La fotografia come testimonianza della verità: Mario Cresci è il protagonista del nuovo appuntamento della rubrica Bianco e nero d’autore.

11 Marzo 2021 di Redazione Redazione

Protagonista del nuovo appuntamento della rubrica Bianco e nero d’autore è Mario Cresci. Autore che ha sostituito all’idea di fotografia come testimonianza della verità quella di fotografia come pratica di pensiero.

Frequentando il Corso Superiore di Industrial Design a Venezia, Cresci impara che anche le immagini, così come gli oggetti, non nascono per caso. Si costruiscono seguendo un “progetto” e un “metodo”. Questa scoperta lo allontana dall’aura del sacro istante decisivo per una più laica concezione della fotografia come strumento per analizzare i processi che portano alla conoscenza.

Interni mossi

Nonostante la sua adesione al territorio concettuale, il rapporto di Cresci con la fotografia tradizionale è sempre in sottofondo. Nel 1967, accetta l’invito a partecipare a un progetto di documentazione del territorio a Tricarico, in Basilicata, con alcuni sociologi, urbanisti ed etnologi. In questo paesino arcaico, dove resta per cinque anni, trova una dimensione più libera e umana del vivere. Entra nelle case, osserva gli oggetti, parla con la gente. E realizza immagini in cui mescola l’estetica del documento antropologico con la riflessione sul linguaggio.

Nascono così gli Interni mossi in cui riprende soggetti in movimento trasformandoli in presenze labili e anonime con le quali per l’osservatore è impossibile ogni interazione. Le uniche forme certe sono quelle degli oggetti-nature morte. I volti, invece, ricordano le trasfigurazioni delle fotodinamiche dei fratelli Bragaglia e alcuni dipinti di Francis Bacon.

La scelta del bianco e nero

Spiega Mario Cresci: «Dagli anni Settanta, quando mi sono avvicinato di più all’arte concettuale, ho pensato che la foto canonica non dovesse essere più in bianco e nero ma frutto di una libera scelta.

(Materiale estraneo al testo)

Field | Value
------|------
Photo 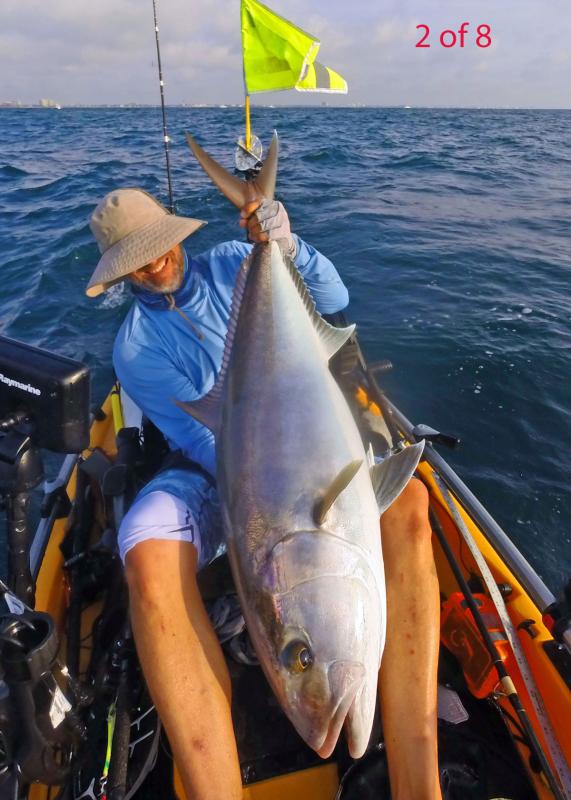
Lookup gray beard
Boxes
[136,267,184,295]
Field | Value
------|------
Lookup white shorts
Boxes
[118,490,202,565]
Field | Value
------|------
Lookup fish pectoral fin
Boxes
[186,131,278,208]
[313,459,363,525]
[176,388,221,436]
[370,442,425,514]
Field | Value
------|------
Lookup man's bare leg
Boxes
[125,540,242,800]
[378,478,442,800]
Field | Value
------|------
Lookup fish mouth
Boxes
[315,687,359,758]
[313,662,365,759]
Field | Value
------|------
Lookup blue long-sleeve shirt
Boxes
[113,235,349,478]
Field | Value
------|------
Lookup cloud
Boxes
[374,18,416,46]
[552,49,570,65]
[303,13,353,50]
[2,0,571,107]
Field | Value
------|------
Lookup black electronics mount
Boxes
[0,336,90,795]
[0,335,90,605]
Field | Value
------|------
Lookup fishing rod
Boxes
[152,0,175,212]
[0,8,178,795]
[428,504,568,800]
[62,7,178,794]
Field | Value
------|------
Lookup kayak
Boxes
[2,331,571,800]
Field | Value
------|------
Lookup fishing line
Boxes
[493,700,531,746]
[152,0,175,212]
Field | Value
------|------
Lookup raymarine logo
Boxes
[0,372,41,396]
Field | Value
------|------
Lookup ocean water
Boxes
[0,107,569,595]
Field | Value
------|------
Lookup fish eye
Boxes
[282,640,313,673]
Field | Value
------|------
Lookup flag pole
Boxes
[241,1,252,153]
[245,94,252,151]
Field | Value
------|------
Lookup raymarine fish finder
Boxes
[0,335,90,605]
[0,335,90,454]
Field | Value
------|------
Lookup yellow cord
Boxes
[245,94,251,151]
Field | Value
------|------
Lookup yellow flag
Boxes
[241,0,348,94]
[296,60,348,93]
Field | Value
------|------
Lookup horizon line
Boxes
[1,103,570,111]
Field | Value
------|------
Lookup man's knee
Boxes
[124,540,168,603]
[400,477,430,512]
[124,539,199,607]
[118,483,208,601]
[381,478,432,546]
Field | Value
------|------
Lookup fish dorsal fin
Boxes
[186,131,279,208]
[177,254,252,434]
[314,459,363,525]
[370,442,425,514]
[277,242,355,359]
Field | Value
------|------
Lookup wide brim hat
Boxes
[86,188,206,297]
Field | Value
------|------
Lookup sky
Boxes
[2,0,571,108]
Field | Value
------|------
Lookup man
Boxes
[86,188,441,800]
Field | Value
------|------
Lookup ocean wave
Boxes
[0,106,569,592]
[0,164,31,178]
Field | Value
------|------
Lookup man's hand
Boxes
[239,199,297,258]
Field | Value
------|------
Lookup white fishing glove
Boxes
[240,199,297,258]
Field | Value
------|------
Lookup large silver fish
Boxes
[180,133,424,759]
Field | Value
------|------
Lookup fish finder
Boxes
[0,335,90,454]
[0,336,90,605]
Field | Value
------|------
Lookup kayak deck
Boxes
[26,379,571,799]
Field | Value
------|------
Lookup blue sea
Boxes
[0,107,569,595]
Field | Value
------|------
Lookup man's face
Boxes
[129,244,185,294]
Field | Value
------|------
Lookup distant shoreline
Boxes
[1,104,570,111]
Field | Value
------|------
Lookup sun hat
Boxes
[85,188,206,297]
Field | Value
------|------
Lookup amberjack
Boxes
[180,132,424,758]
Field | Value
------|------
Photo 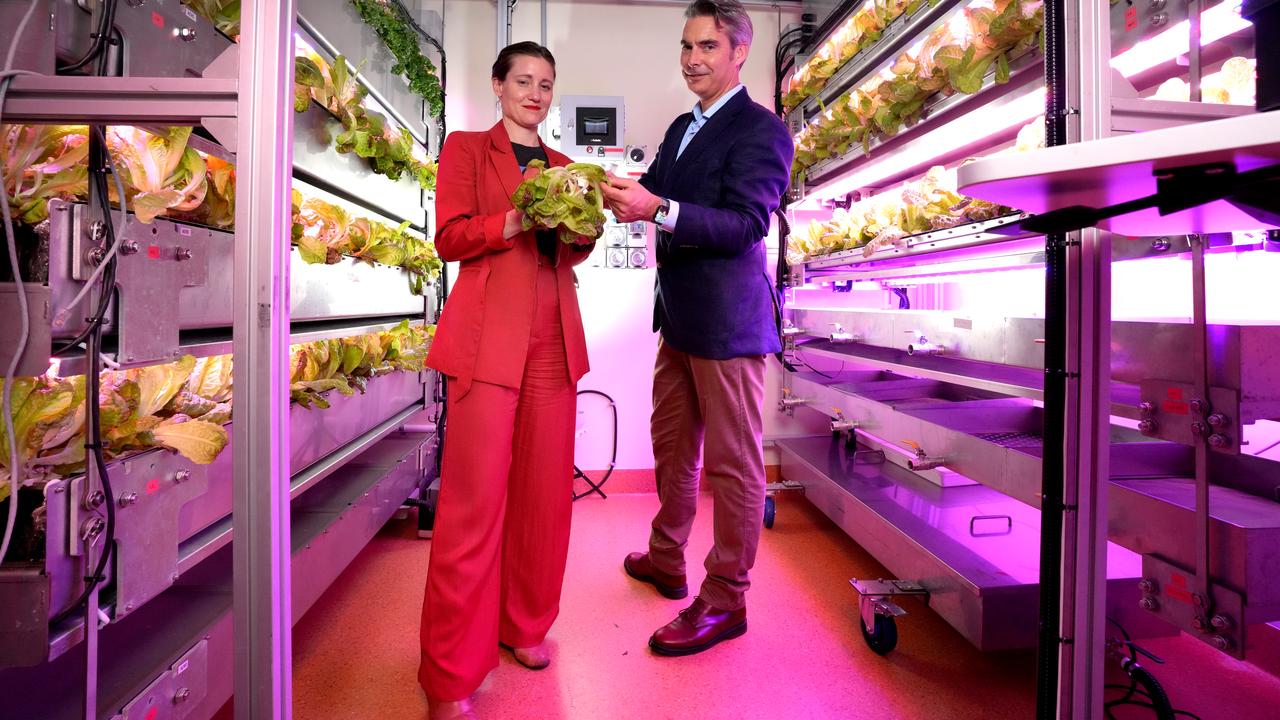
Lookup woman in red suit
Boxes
[419,42,596,720]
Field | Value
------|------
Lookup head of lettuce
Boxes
[511,160,608,243]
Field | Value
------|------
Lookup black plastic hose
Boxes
[1035,1,1069,717]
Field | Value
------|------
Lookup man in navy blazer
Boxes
[603,0,793,657]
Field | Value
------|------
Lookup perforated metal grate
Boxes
[973,431,1043,449]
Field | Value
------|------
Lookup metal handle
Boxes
[969,514,1013,536]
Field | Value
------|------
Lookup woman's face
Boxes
[493,54,555,131]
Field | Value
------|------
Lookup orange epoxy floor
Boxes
[216,487,1280,720]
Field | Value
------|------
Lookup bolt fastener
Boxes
[84,490,105,509]
[1193,593,1209,609]
[174,469,191,483]
[1190,399,1206,415]
[1191,421,1208,437]
[1138,578,1158,594]
[174,687,191,704]
[1139,596,1159,612]
[119,240,140,255]
[1208,434,1230,449]
[175,246,192,261]
[1151,237,1171,251]
[1211,614,1234,630]
[1138,419,1158,434]
[1207,413,1229,428]
[81,517,106,543]
[1211,634,1233,651]
[118,492,139,507]
[1138,402,1156,417]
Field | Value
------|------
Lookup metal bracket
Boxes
[764,479,805,494]
[1137,380,1240,453]
[55,202,213,367]
[850,578,930,631]
[199,43,240,152]
[115,638,209,720]
[1138,555,1246,659]
[110,455,210,620]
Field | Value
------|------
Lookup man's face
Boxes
[680,16,748,104]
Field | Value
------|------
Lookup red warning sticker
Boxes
[1124,7,1138,32]
[146,706,159,720]
[146,478,160,495]
[1167,573,1193,604]
[147,245,161,259]
[1163,400,1190,415]
[152,11,165,29]
[1167,387,1185,401]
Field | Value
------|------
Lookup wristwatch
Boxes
[652,198,671,226]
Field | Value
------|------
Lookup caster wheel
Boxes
[860,613,898,655]
[417,503,436,539]
[763,496,776,529]
[1128,664,1174,720]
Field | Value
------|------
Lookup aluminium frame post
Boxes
[233,0,297,719]
[1057,0,1112,718]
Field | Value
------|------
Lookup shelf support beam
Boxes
[0,76,237,125]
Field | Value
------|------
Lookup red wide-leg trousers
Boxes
[419,265,577,701]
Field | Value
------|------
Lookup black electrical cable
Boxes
[54,127,118,356]
[58,0,118,74]
[49,128,117,628]
[891,287,910,309]
[1034,0,1069,716]
[572,390,617,501]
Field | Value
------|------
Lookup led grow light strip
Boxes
[1110,0,1252,78]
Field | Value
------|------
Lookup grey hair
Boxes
[684,0,753,48]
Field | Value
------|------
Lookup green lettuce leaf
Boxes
[150,418,228,464]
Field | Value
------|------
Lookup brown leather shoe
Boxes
[623,552,688,599]
[649,596,747,656]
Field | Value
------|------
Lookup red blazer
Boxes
[426,122,595,396]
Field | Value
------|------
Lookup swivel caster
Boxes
[860,613,898,656]
[763,496,776,529]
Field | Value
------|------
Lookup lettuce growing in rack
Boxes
[788,165,1014,262]
[791,0,1044,182]
[783,0,924,112]
[512,160,608,243]
[106,126,209,224]
[1,124,89,225]
[1,324,434,493]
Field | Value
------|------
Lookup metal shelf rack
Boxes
[0,2,447,718]
[778,1,1279,710]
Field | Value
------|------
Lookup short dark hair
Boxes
[492,41,556,80]
[684,0,753,48]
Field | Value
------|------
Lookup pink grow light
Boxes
[1111,0,1253,78]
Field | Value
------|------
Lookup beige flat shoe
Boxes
[428,697,477,720]
[501,641,551,670]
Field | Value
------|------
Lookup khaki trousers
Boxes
[647,339,767,612]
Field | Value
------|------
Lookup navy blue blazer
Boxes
[639,89,793,360]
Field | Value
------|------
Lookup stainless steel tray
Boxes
[776,436,1150,651]
[788,370,1160,507]
[788,307,1280,423]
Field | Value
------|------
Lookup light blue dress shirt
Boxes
[660,84,745,231]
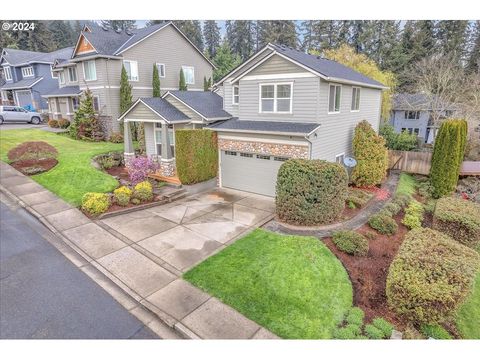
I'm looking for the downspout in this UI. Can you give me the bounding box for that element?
[304,133,313,160]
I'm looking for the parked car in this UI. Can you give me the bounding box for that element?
[0,106,43,125]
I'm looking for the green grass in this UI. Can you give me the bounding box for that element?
[183,229,353,339]
[0,129,123,206]
[395,173,418,197]
[456,272,480,339]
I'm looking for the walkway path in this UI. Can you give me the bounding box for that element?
[264,172,400,238]
[0,161,278,339]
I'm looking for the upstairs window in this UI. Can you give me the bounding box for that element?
[83,60,96,81]
[328,84,341,113]
[59,71,66,85]
[182,66,195,85]
[68,67,77,82]
[260,83,292,113]
[123,60,139,81]
[4,66,12,81]
[405,111,420,119]
[156,63,166,78]
[22,66,34,78]
[232,85,239,105]
[50,65,58,79]
[351,87,360,111]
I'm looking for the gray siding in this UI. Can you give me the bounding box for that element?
[164,94,203,122]
[390,110,429,140]
[144,122,156,156]
[125,102,162,121]
[248,54,305,76]
[223,82,239,117]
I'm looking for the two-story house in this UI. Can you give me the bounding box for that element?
[44,22,214,135]
[0,47,73,111]
[120,44,386,197]
[389,93,455,144]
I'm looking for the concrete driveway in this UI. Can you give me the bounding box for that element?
[99,188,275,273]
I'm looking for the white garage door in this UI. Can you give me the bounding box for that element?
[220,150,288,197]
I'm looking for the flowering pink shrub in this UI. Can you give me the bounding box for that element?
[125,156,158,185]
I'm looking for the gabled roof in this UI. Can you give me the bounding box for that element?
[393,93,437,111]
[42,86,82,98]
[119,97,191,123]
[208,118,320,136]
[164,91,231,120]
[216,43,387,90]
[32,47,74,64]
[0,77,43,90]
[114,22,171,54]
[1,48,45,66]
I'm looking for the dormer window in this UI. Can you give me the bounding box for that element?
[3,66,12,81]
[22,66,34,78]
[232,85,239,105]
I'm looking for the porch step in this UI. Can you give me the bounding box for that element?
[164,188,187,202]
[149,173,182,186]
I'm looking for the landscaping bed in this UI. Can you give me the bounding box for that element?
[11,158,58,175]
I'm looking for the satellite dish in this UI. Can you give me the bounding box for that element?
[343,156,357,168]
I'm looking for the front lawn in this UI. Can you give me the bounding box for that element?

Ho fotografato in bianco e nero quando sentivo e pensavo che ciò che vedevo, e vedo tutt’oggi, richiedesse una visione di questo tipo e lo stesso vale per il colore. Sono stato felice quando ho potuto usare il digitale e sarò altrettanto felice se in futuro potrò usare nuove tecniche di ripresa e di stampa. Ciò che importa è la ricerca di senso delle cose che aprono la mente e la visione di realtà che mutano continuamente».

Mario Cresci

Nato a Chiavari (GE) nel 1942, fin dagli anni Sessanta è attratto da diverse arti: disegno, fotografia, installazioni, video. Ma è al Corso Superiore di Industrial Design di Venezia che affina la sua capacità di analisi della percezione visiva. Negli anni 1968-69 lavora tra Roma, Milano e Parigi. A Roma realizza alcune performance urbane mentre a Milano allestisce la prima installazione fotografica in Europa alla Galleria “Il Diaframma”. Tra il 1991 e il 2000 dirige l’Accademia di Belle Arti “G. Carrara” di Bergamo.

Dal 2005 si distacca ancor più dall’idea della fotografia fine a se stessa. Insegna Teoria e metodo della fotografia al Politecnico di Milano, all’ISIA di Urbino, all’Orientale di Napoli, alla Facoltà di Lettere di Parma, allo IED, alla NABA di Milano e al biennio di specializzazione in Fotografia dell’Accademia di Brera di Milano.